After a brief description of radiation effects at physical level we will show the real impact of neutrons in GPUs and FPGAs by presenting accelerated neutron beam results that correspond to more than 150,000 years of natural exposure. Our data demonstrates that most of radiation-induced errors can be tolerated, even in safety-critical applications. We will show how to replicate the causes of critical errors through architectural-level and instruction-level fault-injection. By hardening only critical error sources, we will be able to increase the reliability of the application without unnecessary overhead.

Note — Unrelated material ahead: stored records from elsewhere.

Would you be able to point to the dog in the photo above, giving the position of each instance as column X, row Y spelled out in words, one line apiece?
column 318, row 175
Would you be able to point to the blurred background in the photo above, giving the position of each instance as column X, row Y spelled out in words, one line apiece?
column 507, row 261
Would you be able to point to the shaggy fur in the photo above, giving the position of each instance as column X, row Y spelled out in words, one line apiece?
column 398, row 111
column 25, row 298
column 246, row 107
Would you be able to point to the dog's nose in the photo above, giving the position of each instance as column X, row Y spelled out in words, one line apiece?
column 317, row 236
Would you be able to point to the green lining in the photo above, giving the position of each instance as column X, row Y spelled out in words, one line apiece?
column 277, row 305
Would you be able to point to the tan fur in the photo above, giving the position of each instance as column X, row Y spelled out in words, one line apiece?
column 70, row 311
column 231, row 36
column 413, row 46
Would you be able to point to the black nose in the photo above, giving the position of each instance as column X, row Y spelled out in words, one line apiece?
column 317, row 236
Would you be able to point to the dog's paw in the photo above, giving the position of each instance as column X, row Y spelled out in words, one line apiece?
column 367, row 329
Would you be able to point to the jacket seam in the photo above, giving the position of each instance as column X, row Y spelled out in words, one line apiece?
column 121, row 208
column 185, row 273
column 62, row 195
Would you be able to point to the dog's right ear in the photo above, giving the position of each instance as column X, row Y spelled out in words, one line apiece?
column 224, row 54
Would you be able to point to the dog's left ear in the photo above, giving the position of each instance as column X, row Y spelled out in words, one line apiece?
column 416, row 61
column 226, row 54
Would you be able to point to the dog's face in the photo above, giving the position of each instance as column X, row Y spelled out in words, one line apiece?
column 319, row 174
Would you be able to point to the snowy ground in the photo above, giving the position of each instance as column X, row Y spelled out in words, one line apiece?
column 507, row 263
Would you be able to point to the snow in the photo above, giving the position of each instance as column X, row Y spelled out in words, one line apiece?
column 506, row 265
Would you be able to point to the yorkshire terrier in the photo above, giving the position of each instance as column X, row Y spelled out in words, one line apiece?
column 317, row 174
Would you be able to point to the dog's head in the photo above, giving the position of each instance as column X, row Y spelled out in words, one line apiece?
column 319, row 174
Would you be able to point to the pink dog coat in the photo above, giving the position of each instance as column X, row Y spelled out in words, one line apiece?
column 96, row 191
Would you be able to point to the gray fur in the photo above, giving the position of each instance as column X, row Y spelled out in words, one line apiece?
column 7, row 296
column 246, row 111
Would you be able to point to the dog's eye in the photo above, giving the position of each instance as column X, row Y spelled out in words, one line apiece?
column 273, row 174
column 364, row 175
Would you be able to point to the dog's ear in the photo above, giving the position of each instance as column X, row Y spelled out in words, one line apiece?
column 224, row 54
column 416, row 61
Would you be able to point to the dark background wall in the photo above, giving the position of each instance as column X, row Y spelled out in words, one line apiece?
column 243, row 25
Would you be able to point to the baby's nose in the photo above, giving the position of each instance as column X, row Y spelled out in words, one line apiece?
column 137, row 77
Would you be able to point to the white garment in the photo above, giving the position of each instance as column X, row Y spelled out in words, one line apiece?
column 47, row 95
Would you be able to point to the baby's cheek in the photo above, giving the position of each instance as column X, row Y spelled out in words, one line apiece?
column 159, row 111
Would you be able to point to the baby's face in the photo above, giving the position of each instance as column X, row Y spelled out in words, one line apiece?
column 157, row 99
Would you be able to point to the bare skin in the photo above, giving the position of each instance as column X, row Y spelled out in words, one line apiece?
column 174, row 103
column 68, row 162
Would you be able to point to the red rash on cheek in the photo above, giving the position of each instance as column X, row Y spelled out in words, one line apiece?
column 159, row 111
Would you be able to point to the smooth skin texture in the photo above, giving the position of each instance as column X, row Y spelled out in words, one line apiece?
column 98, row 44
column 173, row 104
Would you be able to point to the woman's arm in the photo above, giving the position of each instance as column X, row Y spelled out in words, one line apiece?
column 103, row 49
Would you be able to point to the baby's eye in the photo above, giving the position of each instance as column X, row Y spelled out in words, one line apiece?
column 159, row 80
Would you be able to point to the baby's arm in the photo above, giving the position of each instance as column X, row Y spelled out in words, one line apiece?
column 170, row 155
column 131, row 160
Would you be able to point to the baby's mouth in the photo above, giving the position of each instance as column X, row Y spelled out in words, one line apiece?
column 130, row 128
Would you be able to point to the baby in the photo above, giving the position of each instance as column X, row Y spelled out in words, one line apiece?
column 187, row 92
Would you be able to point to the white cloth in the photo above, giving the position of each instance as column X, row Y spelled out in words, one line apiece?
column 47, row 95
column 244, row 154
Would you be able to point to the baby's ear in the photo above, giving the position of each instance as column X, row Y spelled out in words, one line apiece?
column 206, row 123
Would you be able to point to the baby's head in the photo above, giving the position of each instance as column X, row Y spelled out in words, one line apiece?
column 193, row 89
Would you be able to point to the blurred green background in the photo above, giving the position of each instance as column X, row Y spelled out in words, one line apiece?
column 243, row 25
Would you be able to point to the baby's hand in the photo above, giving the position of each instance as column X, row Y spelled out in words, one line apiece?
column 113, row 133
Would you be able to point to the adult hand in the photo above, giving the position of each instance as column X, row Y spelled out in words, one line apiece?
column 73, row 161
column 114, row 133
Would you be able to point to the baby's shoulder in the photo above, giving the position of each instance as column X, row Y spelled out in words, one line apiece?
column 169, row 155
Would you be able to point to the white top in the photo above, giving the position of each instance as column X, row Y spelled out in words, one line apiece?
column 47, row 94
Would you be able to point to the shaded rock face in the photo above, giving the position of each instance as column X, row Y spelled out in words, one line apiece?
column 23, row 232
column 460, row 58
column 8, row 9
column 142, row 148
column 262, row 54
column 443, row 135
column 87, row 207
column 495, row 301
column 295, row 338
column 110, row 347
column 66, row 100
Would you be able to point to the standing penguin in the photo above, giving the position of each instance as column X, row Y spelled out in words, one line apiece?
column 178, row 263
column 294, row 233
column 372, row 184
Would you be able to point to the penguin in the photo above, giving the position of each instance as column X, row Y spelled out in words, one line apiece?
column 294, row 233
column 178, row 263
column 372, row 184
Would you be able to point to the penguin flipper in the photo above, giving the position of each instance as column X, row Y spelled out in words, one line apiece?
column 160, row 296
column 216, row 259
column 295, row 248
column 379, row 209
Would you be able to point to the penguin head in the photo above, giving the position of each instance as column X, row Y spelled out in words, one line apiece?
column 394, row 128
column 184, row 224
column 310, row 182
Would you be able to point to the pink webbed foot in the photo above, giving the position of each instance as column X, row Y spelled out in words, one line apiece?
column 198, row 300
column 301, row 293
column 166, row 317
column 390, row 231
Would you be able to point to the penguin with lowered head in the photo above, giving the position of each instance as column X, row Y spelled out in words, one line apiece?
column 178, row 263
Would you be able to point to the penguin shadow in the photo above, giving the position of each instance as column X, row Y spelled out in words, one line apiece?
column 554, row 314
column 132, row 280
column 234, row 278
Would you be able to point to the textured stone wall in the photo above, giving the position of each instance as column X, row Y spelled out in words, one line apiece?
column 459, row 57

Paolo Rech received his master and Ph.D. degrees from Padova University, Padova, Italy, in 2006 and 2009, respectively. He was a Post Doc at LIRMM, Montpellier, France from 2010 to 2012. He is currently an associate professor at the Federal University of Rio Grande do Sul, Porto Alegre, RS, Brazil. He is actively collaborating with the Los Alamos National Labs, NM, USA, the Jet Propulsion Lab., Pasadena, USA, NVIDIA, and AMD. His main research interests include the evaluation and mitigation of radiation-induced errors in modern computing systems for HPC and safety-critical applications.